So now, what is the mind?
The mind, at least the way we speak about it, is non-physical. It is the collection of one’s thoughts, values, memories, judgments, general state of consciousness and perception of the world. The mind has been the object of much dispute throughout the history of philosophy. Generations of thinkers have tried to decipher precisely where the brain ends and the mind begins. This problem, known as the mind-body problem, has two general approaches. One, known as Dualism, is to assume that the separation between mind and body is clear and rigid, two distinct entities. In fact, Renee Descartes (a 16th century philosopher) actually theorized a particular location within the brain where the mind sat as a separate entity altogether. The second approach, physicalism or functionalism, represents the alternative view, stating that every mind, or all of the mind’s experiences, can be reduced to the physical functions of the brain within our skulls.

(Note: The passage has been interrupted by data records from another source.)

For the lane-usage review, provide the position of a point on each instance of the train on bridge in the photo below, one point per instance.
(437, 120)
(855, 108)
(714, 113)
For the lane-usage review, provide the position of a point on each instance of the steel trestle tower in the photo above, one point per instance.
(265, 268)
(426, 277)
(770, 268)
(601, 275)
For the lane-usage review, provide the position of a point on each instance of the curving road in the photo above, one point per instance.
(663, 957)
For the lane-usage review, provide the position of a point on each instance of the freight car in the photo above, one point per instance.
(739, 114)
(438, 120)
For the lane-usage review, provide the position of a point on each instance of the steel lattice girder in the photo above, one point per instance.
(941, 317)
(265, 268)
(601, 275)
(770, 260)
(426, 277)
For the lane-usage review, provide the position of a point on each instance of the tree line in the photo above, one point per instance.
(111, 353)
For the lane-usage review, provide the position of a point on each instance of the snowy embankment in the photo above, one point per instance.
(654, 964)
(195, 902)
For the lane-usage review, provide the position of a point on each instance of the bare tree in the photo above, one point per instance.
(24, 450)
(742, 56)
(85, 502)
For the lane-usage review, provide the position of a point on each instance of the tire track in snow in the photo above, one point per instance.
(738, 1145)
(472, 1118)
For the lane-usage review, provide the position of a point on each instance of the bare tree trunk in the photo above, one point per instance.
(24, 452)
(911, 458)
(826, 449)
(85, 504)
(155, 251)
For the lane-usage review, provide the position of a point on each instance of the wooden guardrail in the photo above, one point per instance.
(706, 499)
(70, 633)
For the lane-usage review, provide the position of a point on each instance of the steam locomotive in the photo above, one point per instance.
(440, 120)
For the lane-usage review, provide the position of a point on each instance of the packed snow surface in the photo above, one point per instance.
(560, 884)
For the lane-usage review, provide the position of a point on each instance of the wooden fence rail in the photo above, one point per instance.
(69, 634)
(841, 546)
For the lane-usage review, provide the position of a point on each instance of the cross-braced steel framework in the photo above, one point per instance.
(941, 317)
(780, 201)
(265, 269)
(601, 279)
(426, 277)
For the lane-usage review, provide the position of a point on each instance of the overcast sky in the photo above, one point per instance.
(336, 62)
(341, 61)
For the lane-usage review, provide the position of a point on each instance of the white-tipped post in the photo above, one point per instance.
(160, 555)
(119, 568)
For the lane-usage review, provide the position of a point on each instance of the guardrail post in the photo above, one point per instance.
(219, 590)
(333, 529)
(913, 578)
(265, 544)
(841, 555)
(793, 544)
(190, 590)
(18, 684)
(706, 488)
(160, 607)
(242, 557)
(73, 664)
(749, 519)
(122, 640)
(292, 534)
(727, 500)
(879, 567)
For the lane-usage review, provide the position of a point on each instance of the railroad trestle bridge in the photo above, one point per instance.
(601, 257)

Patients with mental illness have diseases of the mind. The perplexing nature of the mind – the same problem that plagued the history of philosophy – is a fundamental part of what complicates their illness experience. The very dilemma that has played out in philosophy over centuries plays out in the minds of these patients: “They tell me I have a disease… but I don’t feel diseased, I just feel unlike myself, or different from who I am supposed to be.” Some patients word it differently: “I am told that I just need to snap out of this, that I am being too weak. This is who I am. It is my fault.” This sentiment is heard quite frequently. Some patients cannot distinguish their disease from their self and, all too often, neither can their friends or family.
The conflict of terms:
Psychiatrists have come to know mental illness as an organic disease, one that has a basis in chemistry, cellular/neuronal biology and neuroanatomy (in a sense, no different from a heart attack or cancer). But to patients, it hardly feels organic at all. With mental illness, we are not talking about a patient’s heart that has changed, or a liver, or a kidney that just isn’t what it used to be. With mental illness, a patient’s self is compromised and that very self is at great risk of being damaged. When a disease affects one’s self (one’s mind) it becomes increasingly difficult to conceptualize it as a disease, or to differentiate it from the patient experiencing it. This may contribute significantly to a patient’s sense of guilt, worthlessness and isolation that comes with the illness experience. For family members, this phenomenon can make it unimaginably challenging to empathize with those who suffer. It may be difficult, for example, to see the suffering of a family member with bipolar mania if the patient herself cannot recognize her suffering. Or it can be challenging to sympathize with a victim of depression when the patient himself has no words with which to convey the experience. Even more so, if a patient physically or emotionally hurts those they love in the context of illness, it can be exceedingly difficult for family members to separate the man or woman from the evils of the disease.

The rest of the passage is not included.